Dalla battaglia a ritroso. Il territorio della Bicocca e della Bassa Novarese nel tempo

Paolo Cirri e Giampiero Morreale - 8 maggio 2014

A chiusura del programma di manifestazioni per Novara risorgimentale 2014 nella sala Paolo VI alla Bicocca, giovedì 8 maggio, Paolo Cirri e Giampiero Morreale hanno intrattenuto un attento uditorio parlando dell’area circostante la Bicocca nei secoli.
La frazione della Bicocca è posta, geologicamente parlando, sopra l’ampia formazione collinare morenica che, partendo da Vespolate, ha il suo punto più elevato sulla collina di Novara nella zona del castello.
La parrocchia, si sviluppò a partire dal XVI secolo quando, con l’ampliamento della vecchia cinta muraria, e l’allontanamento dell’abitato dalle mura, dalla vecchia parrocchia di Santa Croce fu tolta la parte fuori dalle mura affidata a S.M. della Bicocca.
La frazione era caratterizzata da una forte variabilità di popolazione per la periodica presenza di stagionali richiamati nei periodi di intenso lavoro nelle cascine della zona.
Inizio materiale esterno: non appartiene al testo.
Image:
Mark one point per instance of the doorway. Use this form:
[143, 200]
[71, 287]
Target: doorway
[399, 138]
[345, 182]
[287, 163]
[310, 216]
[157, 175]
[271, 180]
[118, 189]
Fino alla seconda metà dell’800, quando l'arrivo sull’altopiano di abbondante acqua per l'irrigazione permise l'estensione della cultura del riso, le coltivazioni prevalenti erano state quelle di cereali, ortaggi, vite (essenzialmente per la produzione di vino a bassa gradazione alcolica per il consumo contadino) e dei gelsi per la bachicoltura.

Disegno di Gregorio Magnino su una mappa del territorio novarese anno 1767

Le cascine possono essere classificate in tre tipi edilizi principali: il più antico e diffuso è costituito da un corpo di fabbrica lineare, con cortile aperto, ben esemplificato dalla cascina San Gaudenzio; questa tipologia si diffonde sul territorio nei secoli XV e XVI, quando l’aumento della popolazione rese necessaria la coltivazione anche di questa zona collinare poco irrigata.
Il 2° tipo, sostanzialmente assimilabile al precedente, è quello delle cascine a corte cintata, come la cascina Farsà, posta sul ciglio della costa orientale o come la cascina Michelina.
L’ultimo, e più notevole, è quello delle cascine a corte, ove la recinzione è definita dagli edifici di servizio; le ampie dimensioni e la struttura possente ne suggeriscono l’utilizzo come appostamenti difensivi, a volte molto evidenti come in san Maiolo, edificio quattrocentesco caratterizzato da torrette difensive sugli angoli, o come la Scaplina, con le sue torri angolari; giova qui ricordare che le due cascine sorgono sul lato ovest della morena, in corrispondenza del guado sull’Agogna, in posizione quindi adatta al "controllo" del passaggio dei viaggiatori.
Cirri ha osservato come molte delle cascine siano caratterizzate dalla sopravvivenza di strutture a torre benché costruite in epoche in cui non vi fossero esigenze difensive che le giustificassero e ha ipotizzato che esse ripetessero modelli già esistenti, sullo stesso sito o nelle vicinanze.
Questo tipo di cascina, ricordiamo ad esempio Cavallotta e Castellazzo, sorgeva spesso su basi antiche, altomedioevali o romane e si componeva di un edificio più “importante”, generalmente abitazione padronale o del gestore della masseria e della sua famiglia, fiancheggiato dalle abitazioni dei manovali e dagli alloggiamenti degli stagionali edagli edifici di servizio: stalle e casseri.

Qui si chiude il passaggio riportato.